Department or Program

Computer Science

Additional Department or Program (if any)


Primary Wellesley Thesis Advisor

Ellen Hildreth

Additional Advisor(s)

Jeremy Wilmer

Additional Advisor

Eniana Mustafaraj


In order to navigate through the environment, recognize objects, and interact physically with object surfaces, we need to recover the 3-D layout of a visual scene from the 2-D images that are projected onto the eyes. A primary cue used by the human visual system to perceive the depths of surfaces in the scene is stereo disparity (Marr & Poggio, 1979; Howard & Rogers, 2002; Brown, Burschka, & Hager, 2003; Harris & Wilcox, 2009).
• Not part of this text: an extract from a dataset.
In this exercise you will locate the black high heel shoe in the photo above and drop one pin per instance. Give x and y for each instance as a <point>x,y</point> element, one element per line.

Stereo disparity arises from the difference in perspective provided by the two eyes. As a result of this difference, objects can appear at slightly different positions in the left and right images. The human visual system is able to detect this disparity in position and use it to infer depth (Figure 1). For tasks such as the recognition and manipulation of objects in the scene, it is important to segment the image into regions that belong to distinct objects. A strong cue to the presence of an object boundary is a large change in depth between two adjacent image regions. Stereo processing enables the detection of these boundaries and computation of the relative depth between surfaces meeting at boundaries in the image.